Hinsichtlich gynäkologischer Tumoren wäre wahrscheinlich schon viel gewonnen, wenn bei HIV-Patientinnen die gleichen Untersuchungen in der gleichen Häufigkeit durchgeführt würden wie sie bei HIV-negativen Frauen empfohlen sind. Auch hier besteht Nachholbedarf. Das gleiche gilt für das seitens der gesetzlichen Krankenkassen empfohlene Hautkrebsscreening.

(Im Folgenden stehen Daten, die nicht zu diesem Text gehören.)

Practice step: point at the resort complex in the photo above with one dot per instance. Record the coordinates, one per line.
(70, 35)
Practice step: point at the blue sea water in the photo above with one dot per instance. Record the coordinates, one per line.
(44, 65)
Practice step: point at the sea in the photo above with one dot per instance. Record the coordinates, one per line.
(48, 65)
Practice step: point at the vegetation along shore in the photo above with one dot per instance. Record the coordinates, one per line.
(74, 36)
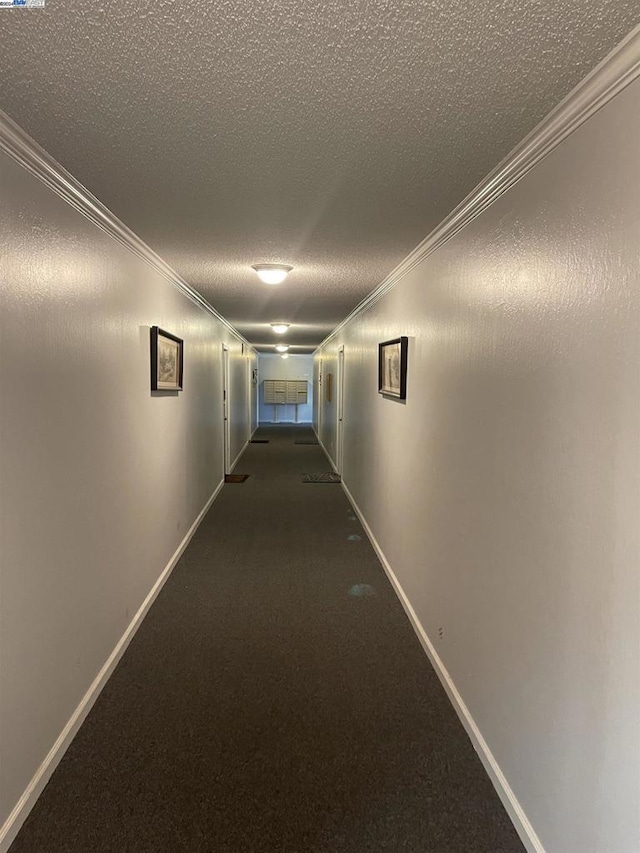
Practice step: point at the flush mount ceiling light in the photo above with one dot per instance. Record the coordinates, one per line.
(272, 273)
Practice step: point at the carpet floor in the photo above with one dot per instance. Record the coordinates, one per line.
(275, 700)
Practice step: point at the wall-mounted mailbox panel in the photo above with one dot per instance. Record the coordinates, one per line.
(279, 392)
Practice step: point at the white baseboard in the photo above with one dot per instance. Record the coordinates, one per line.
(509, 800)
(235, 461)
(27, 801)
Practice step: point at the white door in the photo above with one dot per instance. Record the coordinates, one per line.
(340, 421)
(225, 408)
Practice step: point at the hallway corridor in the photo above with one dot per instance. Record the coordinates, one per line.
(274, 700)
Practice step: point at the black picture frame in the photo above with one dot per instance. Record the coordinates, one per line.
(167, 360)
(392, 368)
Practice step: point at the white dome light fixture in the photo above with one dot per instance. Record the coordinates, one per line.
(272, 273)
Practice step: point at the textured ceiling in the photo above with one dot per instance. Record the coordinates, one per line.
(333, 136)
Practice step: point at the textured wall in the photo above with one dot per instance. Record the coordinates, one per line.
(505, 493)
(99, 480)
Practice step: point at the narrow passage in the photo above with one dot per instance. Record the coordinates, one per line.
(275, 699)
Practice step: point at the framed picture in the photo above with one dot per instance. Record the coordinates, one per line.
(392, 368)
(166, 361)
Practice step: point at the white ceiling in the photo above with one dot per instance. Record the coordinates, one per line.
(333, 136)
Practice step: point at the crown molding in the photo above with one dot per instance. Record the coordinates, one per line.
(32, 157)
(616, 71)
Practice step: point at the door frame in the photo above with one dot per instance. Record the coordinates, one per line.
(340, 412)
(226, 441)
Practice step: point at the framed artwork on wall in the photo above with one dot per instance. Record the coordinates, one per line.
(392, 368)
(166, 361)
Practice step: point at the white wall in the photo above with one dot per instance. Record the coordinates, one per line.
(100, 480)
(505, 492)
(295, 367)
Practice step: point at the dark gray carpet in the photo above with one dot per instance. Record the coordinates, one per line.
(324, 477)
(275, 700)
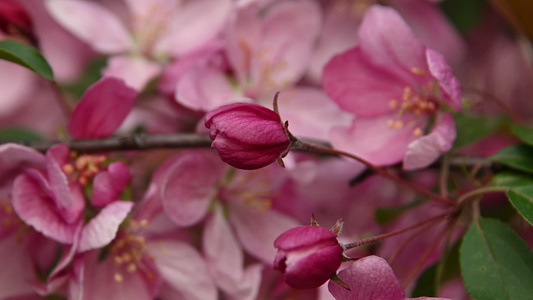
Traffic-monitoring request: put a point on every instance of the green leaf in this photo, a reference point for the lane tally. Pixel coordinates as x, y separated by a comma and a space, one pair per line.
519, 157
473, 128
464, 14
26, 56
509, 179
19, 134
495, 263
522, 200
524, 133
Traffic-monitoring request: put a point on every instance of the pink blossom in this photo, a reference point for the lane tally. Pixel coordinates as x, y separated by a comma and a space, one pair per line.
247, 136
102, 109
308, 255
370, 277
394, 86
193, 180
13, 14
180, 28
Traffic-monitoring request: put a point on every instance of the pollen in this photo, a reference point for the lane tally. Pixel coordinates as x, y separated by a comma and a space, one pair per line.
418, 132
418, 71
398, 124
393, 104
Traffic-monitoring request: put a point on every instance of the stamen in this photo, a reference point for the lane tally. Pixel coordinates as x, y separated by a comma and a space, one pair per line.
393, 104
418, 132
418, 71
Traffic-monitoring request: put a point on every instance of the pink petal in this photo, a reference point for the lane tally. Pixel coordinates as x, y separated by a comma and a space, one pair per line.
102, 229
204, 88
136, 71
92, 23
15, 158
192, 25
190, 186
360, 87
109, 184
424, 151
289, 33
257, 230
176, 262
388, 41
102, 109
448, 84
225, 260
37, 210
96, 280
370, 277
17, 271
67, 196
338, 35
373, 140
222, 250
311, 113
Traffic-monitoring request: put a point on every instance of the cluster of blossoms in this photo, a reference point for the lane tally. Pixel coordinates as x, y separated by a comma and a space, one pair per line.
373, 99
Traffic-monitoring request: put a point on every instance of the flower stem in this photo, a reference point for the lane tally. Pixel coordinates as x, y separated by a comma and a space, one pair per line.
395, 233
299, 145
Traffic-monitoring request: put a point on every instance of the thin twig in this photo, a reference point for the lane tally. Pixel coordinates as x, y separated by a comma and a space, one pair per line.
302, 145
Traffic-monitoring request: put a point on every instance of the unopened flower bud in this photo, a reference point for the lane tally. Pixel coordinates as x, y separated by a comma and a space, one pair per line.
308, 255
247, 136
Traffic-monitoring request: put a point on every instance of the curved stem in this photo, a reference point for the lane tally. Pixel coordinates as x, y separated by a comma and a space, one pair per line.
482, 191
391, 234
299, 145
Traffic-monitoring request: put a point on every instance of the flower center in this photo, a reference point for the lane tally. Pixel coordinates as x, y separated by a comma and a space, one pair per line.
128, 252
414, 106
84, 167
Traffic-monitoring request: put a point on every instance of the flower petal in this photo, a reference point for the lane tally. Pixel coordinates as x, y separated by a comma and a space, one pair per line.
109, 184
176, 262
190, 186
370, 277
37, 210
102, 229
136, 71
373, 140
425, 150
257, 230
102, 109
92, 23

Bei HCV- oder HBV-koinfizierten Patienten könnten regelmäßige (halbjährliche) Sonographien von Vorteil sein, wie kürzlich eine Studie zeigte. Hepatozelluläre Karzinome bei regelmäßig untersuchten Patienten waren bei ihrer Entdeckung weniger fortgeschritten, was sogar ein etwas besseres Überleben zur Folge hatte.
Ungeliebte Wahrheiten
Nicht zuletzt ist der Hinweis auf die Vorteile einer Nikotinkarenz und die Unterstützung bei der Rauchentwöhnung heute ein wesentlicher Aspekt der Behandlung von HIV-Patienten geworden. Während von diesen oft überflüssige „Vorsorge“-Untersuchungen gefragt und sogar eingefordert werden („Sollen wir nicht mal wieder röntgen?“), wird oft vergessen: Eine Nikotinkarenz ist und bleibt die mit Abstand wichtigste Vorsorge maligner Erkrankungen! Auch die Vermeidung übermäßiger Adipositas und ein gesunder Lebensstil bewirken vermutlich weitaus mehr als kostspielige Untersuchungen. Dies sind allerdings ungeliebte Wahrheiten, die in der Praxis dem Bedürfnis vieler Patienten zuwiderlaufen, etwas für die eigene Gesundheit tun zu wollen (nämlich Früherkennung), ohne gleichzeitig ungesunde Gewohnheiten aufgeben zu müssen (nämlich die eigentliche Prävention).
Darüber hinaus könnte auch die antiretrovirale Therapie präventiv sein – hierfür spricht die Assoziation vieler Non-ADMs mit einem Immundefekt. Allerdings scheint die HAART-vermittelte Immunrekonstitution nicht alles rückgängig machen zu können. Ob ein früherer Beginn der HAART (oberhalb der heutigen Grenzwerte von 350 CD4-Zellen letztlich auch einen positiven Effekt auf die Inzidenz der Non-ADMs hat, wird hoffentlich eine große Studie wie die in 2010 in Deutschland angelaufene START-Studie zeigen können. Hinsichtlich der ADM ist der präventive Effekt von HAART jedenfalls längst bewiesen, wie die deutlich rückläufigen Inzidenzen von Lymphomen und Kaposi-Sarkomen in den letzten Jahren eindrucksvoll belegen.